Yahoo!, DB5 and Hunter
Moms have long been the focus of marketing messages for most consumer packaged goods brands, but now it’s time for advertisers to start thinking about dads too. In a new study with DB5 and Hunter, Yahoo! examined the evolving role of men in household purchase decisions.
We found that in today’s economy, men are playing a bigger role in the shopping process, and they expect their role to grow even more in the coming years. Yet, they don’t feel that marketers in traditionally mom-related categories are speaking to them – these include categories such as CPG, pet, home goods, apparel, child and baby care.
To provide a deeper understanding into this emerging trend, we surveyed more than 1,000 dads and conducted in-depth interviews and shop-alongs with 26 dads. By understanding the role of men and dads in today’s household and how their shopping experiences differ from moms, marketers can improve their communication with men and ultimately move more product.
Key Findings and Implications
- Dads are more involved in household tasks and purchase decisions.
In terms of having primary responsibility
- 51% are responsible for grocery shopping
- 41% are responsible for the laundry
- 40% are responsible for the house cleaning
- 39% are responsible for the cooking
In terms of being the primary decision maker:
- 60% for CPG products
- 55% for personal care products
- 54% for home goods
- 43% for child and baby products
- Dads and moms shop differently.
- Dads find shopping more personally enjoyable than moms.

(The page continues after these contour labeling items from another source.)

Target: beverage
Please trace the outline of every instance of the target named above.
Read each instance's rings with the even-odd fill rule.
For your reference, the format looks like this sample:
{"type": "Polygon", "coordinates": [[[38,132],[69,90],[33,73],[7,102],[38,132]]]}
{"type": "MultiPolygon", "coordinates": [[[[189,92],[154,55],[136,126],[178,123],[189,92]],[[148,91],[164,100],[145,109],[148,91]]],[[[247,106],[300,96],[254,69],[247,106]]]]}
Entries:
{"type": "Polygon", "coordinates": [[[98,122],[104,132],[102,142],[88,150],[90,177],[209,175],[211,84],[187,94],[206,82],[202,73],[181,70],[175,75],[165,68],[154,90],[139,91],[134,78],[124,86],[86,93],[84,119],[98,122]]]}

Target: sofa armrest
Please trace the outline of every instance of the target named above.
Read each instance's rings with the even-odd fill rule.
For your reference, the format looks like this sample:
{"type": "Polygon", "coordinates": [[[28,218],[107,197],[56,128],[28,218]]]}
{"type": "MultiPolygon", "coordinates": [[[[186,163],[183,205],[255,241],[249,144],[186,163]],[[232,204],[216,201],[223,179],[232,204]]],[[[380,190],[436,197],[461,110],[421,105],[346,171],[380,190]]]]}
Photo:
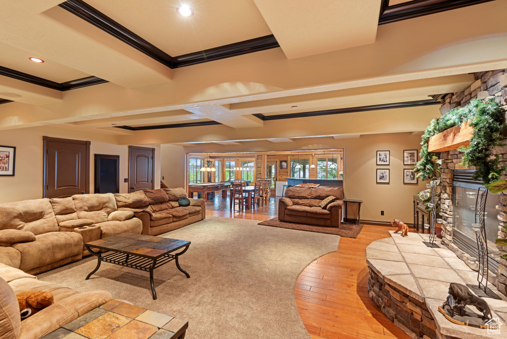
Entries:
{"type": "Polygon", "coordinates": [[[115,211],[107,217],[108,221],[125,221],[134,217],[134,212],[130,211],[115,211]]]}
{"type": "Polygon", "coordinates": [[[328,205],[328,207],[326,209],[328,211],[331,212],[331,209],[335,207],[339,207],[340,209],[343,206],[343,200],[337,200],[335,201],[333,201],[328,205]]]}
{"type": "Polygon", "coordinates": [[[13,244],[35,241],[35,234],[19,229],[0,230],[0,246],[12,246],[13,244]]]}
{"type": "Polygon", "coordinates": [[[284,198],[281,198],[280,199],[280,201],[284,204],[285,206],[287,206],[287,207],[289,206],[292,206],[293,205],[294,205],[294,203],[292,202],[292,200],[291,199],[291,198],[287,198],[286,197],[284,198]]]}
{"type": "Polygon", "coordinates": [[[58,226],[65,228],[76,228],[82,227],[83,226],[93,225],[93,222],[89,219],[77,219],[74,220],[65,220],[58,224],[58,226]]]}
{"type": "Polygon", "coordinates": [[[106,291],[73,294],[21,321],[18,339],[40,338],[111,300],[106,291]]]}
{"type": "Polygon", "coordinates": [[[19,268],[21,263],[21,253],[14,247],[0,247],[0,263],[19,268]]]}

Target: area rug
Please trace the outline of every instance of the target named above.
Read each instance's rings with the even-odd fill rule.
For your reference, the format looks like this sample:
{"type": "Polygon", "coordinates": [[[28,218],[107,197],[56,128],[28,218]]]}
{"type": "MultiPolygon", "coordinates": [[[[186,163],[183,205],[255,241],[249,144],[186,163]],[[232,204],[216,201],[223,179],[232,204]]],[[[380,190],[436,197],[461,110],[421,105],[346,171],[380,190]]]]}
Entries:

- Dads are more likely to buy premium and branded products, as they are more brand conscious than moms.
- They are more influenced by research online. 8 in 10 dads will leverage a plethora of online resources, such as review sites, retailer sites and even online ads, to learn about and decide on brands from “unconventional” categories.
- Currently, ads from traditional mom categories don’t speak to dads and they are craving for them to improve.
They state that advertising would be better if it addressed the following:
- Provide more category information. 68% of dads mentioned this.
- Improve tone. 61% stated tone could be improved, for example making dads feel empowered.
- Improve relevance to who they are as fathers. 53% wanted this.
- Use ads to educate. 68% said that ads are a great way to learn about things.
- Other fun facts about dads:
- The mobile phone is a shopping research extension for the future.
- 46% of dads use their mobile phones to shop for one of the 14 categories studied – 12% used it to find packaged food and beverage product information, 11% for baby products, and 16% for personal care products
- Compared to non-dads, advertising & advocacy is more prevalent.
- 68% say ads are a great way to learn about things (vs. 61%)
- 66% like to talk about great products (vs. 60%)
- Twice as many dads say they have large social networks (49% vs. 26%)
- More likely to advocate for a product (58% vs. 42%)
The Bottom Line
Advertisers for traditionally female household categories should consider adjusting the tone and messaging of their ads to include dads. By incorporating information dads can use to make an informed purchase and acknowledging that they have a stake in purchase decisions, savvy marketers can take advantage of this prime opportunity to build brand loyalty with an emerging audience.